1. Create next_dp = [0] * 10.
2. For each digit d, distribute dp[d] to every valid next digit.
3. Replace dp with next_dp.

Finally return:

sum(dp) % MOD

Walkthrough

Use:

n = 2

For length 1:

dp = [1, 1, 1, 1, 1, 1, 1, 1, 1, 1]

Each digit is one possible one-digit number.

Now build length 2.

From digit 0, we can go to 4 and 6.

So:

next_dp[4] += 1
next_dp[6] += 1

From digit 1, we can go to 6 and 8.

So:

next_dp[6] += 1
next_dp[8] += 1

After processing all digits, the total number of length 2 numbers is:

20

Correctness

For length 1, dp[digit] = 1 is correct because there is exactly one number of length 1 ending at each digit: the digit itself.

Assume dp[d] correctly stores the number of valid numbers of the current length ending at digit d.

To form a number with one more digit, the knight must jump from the current ending digit d to some valid next digit next_digit.

For each valid move d -> next_digit, every number counted in dp[d] creates one new valid number ending at next_digit.

The algorithm adds exactly those counts into next_dp[next_digit].

No invalid number is counted, because the algorithm only follows valid knight moves.

No valid number is missed, because every valid number of the next length has a previous digit and a final knight jump from that previous digit.

Therefore, after each iteration, dp contains the correct counts for that length.

After building length n, summing all entries gives the total number of valid phone numbers of length n.

Complexity

Implementation

class Solution:
    def knightDialer(self, n: int) -> int:
        MOD = 10**9 + 7

        moves = [
            [4, 6],
            [6, 8],
            [7, 9],
            [4, 8],
            [0, 3, 9],
            [],
            [0, 1, 7],
            [2, 6],
            [1, 3],
            [2, 4],
        ]

        dp = [1] * 10

        for _ in range(n - 1):
            next_dp = [0] * 10

            for digit in range(10):
                for next_digit in moves[digit]:
                    next_dp[next_digit] = (next_dp[next_digit] + dp[digit]) % MOD

            dp = next_dp

        return sum(dp) % MOD

Code Explanation

The modulo is required because the count can become very large:

MOD = 10**9 + 7

The move table stores valid knight jumps from each digit:

moves = [
    [4, 6],
    [6, 8],
    [7, 9],
    [4, 8],
    [0, 3, 9],
    [],
    [0, 1, 7],
    [2, 6],
    [1, 3],
    [2, 4],
]

The base case is length 1:

dp = [1] * 10

Every digit can be chosen as the first digit.

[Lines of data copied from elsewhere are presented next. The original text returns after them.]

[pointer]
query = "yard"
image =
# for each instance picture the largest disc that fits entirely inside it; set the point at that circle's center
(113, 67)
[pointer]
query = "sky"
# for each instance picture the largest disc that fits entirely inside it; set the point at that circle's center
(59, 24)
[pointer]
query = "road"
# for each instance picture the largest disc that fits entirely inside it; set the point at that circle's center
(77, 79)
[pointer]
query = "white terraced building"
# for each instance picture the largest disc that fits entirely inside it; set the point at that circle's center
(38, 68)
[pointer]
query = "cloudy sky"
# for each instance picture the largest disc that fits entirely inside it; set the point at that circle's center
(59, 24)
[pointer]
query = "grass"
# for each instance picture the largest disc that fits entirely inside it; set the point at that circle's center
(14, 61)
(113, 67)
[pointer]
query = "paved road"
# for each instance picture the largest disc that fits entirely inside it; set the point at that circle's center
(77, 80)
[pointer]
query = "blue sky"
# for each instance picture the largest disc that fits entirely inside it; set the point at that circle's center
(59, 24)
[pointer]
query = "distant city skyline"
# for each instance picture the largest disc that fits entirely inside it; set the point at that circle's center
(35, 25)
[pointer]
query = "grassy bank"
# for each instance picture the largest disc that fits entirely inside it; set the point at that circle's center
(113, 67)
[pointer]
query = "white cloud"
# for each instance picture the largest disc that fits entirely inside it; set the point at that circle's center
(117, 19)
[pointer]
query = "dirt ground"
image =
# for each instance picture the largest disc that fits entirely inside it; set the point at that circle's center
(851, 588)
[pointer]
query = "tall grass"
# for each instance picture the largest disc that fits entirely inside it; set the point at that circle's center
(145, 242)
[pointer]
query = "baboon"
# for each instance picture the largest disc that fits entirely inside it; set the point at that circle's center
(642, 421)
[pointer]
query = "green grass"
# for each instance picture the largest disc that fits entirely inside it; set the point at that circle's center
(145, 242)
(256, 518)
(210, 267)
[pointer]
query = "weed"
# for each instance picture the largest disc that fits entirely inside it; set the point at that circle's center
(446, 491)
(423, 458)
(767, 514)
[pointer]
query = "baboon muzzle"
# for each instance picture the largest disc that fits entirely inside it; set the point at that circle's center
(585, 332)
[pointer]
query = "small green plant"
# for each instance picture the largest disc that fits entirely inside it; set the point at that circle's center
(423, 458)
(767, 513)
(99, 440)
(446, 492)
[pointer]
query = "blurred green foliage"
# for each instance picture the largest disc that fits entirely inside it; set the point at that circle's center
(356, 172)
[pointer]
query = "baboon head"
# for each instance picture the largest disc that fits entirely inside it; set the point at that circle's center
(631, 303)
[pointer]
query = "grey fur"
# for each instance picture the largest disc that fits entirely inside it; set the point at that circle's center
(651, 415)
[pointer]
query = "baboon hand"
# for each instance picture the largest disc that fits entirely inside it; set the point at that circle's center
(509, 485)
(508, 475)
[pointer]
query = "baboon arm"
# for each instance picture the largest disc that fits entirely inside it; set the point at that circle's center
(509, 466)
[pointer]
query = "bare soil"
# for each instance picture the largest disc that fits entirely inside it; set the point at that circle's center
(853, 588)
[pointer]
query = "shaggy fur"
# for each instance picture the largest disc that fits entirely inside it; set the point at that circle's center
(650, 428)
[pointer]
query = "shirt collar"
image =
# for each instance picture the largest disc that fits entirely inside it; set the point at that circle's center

For each additional digit, we build a new DP array:

next_dp = [0] * 10

Then we distribute counts along valid moves:

for digit in range(10):
    for next_digit in moves[digit]:
        next_dp[next_digit] = (next_dp[next_digit] + dp[digit]) % MOD

Finally, all counts for length n are summed:

return sum(dp) % MOD

Testing

def run_tests():
    s = Solution()

    assert s.knightDialer(1) == 10
    assert s.knightDialer(2) == 20
    assert s.knightDialer(3) == 46
    assert s.knightDialer(4) == 104

    print("all tests passed")

run_tests()